This is the second of a series of three posts looking at how incessant media coverage in this day and age of sensational, and too often disturbing headlines, can impact your mental health. In our first post, we explored the general effects of the deluge of information media coverage feeds to the public. This week: How does the all-too-often coverage of tragic events affect those who’ve experienced trauma? In our third and final post for this series, we present media coverage and mental health: how the news stigmatizes mental illness and misrepresents the vast majority of those who seek mental health care. For our first post on this topic, visit this link.

“Trauma is an experience that overwhelms your capacity to cope. People feel helpless, overwhelmed, scared, horrified; at the core of trauma is horror.”
— Dr. Bessel van der Kolk, psychiatrist and author The Body Keeps the Score: Brain, Mind, and Body in the Healing of Trauma

When we see or hear news reports of violence or devastating natural disasters, it is normal for us to have an emotional response.  Our current state of mind, how strong our coping skills are, and our past experience of dealing with heightened emotion, stress, anxiety and depression can all affect how we react to a particular story.  Studies show that continued exposure to news coverage of traumatic events can have a greater toll on our emotional health than actually being there (Nauert, 2013).  So it is not surprising that people who are already emotionally and psychologically vulnerable are at even greater risk from the effects of exposure to this type of coverage.

Sydney, a nursing major at Colorado Christian University, was an eighth grader at Deer Creek Middle School when a man with a rifle shot two students there on February 23, 2010.   “I had a weird feeling and wanted to get on the bus early,” she says.  Two of her friends didn’t understand why she was in such a rush, but they got on the bus with her anyway.  As students were leaving the school, some congregating outside, a man with a high-powered rifle began shooting.  He shot into the group of friends Sydney would have been standing with if she hadn’t felt compelled to get right on the bus.  Sydney’s close friend at the time, Reagan, was in that group. A bullet passed between her arm and her body, but left shrapnel embedded in her arm.  The gunman reloaded and shot randomly, hitting another student, who was critically injured. (Both students were taken to the hospital and, thankfully, survived.)

Sydney saw the shooter, but didn’t realize it was an actual gun until she heard the shots.  Everyone on the bus ducked down on the floor and she covered herself with her backpack.  Her bus was at the end of the line, closest to the shooting.  The bus drivers at the front were possibly unaware of what was happening and weren’t leaving.  Sydney’s bus just had to wait.  “It felt like forever until they drove off,” she says.

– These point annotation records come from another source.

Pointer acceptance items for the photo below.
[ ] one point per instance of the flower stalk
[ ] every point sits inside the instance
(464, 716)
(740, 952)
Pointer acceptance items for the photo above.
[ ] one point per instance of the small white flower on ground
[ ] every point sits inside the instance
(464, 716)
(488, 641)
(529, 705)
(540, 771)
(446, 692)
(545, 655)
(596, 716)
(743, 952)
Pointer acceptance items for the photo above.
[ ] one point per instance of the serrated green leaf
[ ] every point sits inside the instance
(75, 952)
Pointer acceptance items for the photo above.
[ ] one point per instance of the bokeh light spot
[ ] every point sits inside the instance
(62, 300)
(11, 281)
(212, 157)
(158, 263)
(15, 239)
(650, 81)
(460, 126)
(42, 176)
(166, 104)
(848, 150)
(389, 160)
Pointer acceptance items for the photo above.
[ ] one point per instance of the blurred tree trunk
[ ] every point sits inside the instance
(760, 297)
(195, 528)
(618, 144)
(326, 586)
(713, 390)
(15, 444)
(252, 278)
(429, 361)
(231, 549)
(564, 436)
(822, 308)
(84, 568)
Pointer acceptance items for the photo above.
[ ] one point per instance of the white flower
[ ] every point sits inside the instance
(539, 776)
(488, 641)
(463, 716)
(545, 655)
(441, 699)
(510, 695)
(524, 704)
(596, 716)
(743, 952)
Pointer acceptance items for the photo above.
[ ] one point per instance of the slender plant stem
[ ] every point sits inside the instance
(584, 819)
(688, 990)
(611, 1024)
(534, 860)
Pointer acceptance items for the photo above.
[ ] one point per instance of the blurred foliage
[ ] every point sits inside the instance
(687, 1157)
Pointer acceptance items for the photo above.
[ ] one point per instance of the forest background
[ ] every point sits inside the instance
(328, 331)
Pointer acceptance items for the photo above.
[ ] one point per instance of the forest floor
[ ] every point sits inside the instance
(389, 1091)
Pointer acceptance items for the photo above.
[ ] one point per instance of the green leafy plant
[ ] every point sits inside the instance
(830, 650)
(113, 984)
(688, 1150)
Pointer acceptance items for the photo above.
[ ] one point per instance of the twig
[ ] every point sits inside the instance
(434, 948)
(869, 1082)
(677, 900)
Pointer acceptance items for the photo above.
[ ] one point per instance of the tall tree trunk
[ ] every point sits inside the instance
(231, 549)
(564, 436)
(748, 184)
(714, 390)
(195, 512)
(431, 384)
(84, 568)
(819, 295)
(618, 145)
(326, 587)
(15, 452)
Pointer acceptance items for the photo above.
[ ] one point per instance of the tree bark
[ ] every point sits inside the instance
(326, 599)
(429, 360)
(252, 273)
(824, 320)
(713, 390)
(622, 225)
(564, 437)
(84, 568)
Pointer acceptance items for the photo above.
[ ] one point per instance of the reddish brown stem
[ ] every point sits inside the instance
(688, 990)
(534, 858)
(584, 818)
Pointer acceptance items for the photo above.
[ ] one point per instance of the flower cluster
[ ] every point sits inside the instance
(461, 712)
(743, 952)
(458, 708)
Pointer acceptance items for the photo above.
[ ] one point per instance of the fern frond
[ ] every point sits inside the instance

When Sydney got home, she turned the news on right away. It was early and the reporters were giving wrong information, saying that people died.  Still, she kept watching over the next couple of days.  Though her parents are divorced and she was staying with her mom, her dad came over and slept on the couch at her request.  He watched the news with her, but when he saw it becoming too much for her, he suggested turning it off.  “The principal cried on the news,” Sydney remembers.  “That’s when I thought it might be time to stop watching.”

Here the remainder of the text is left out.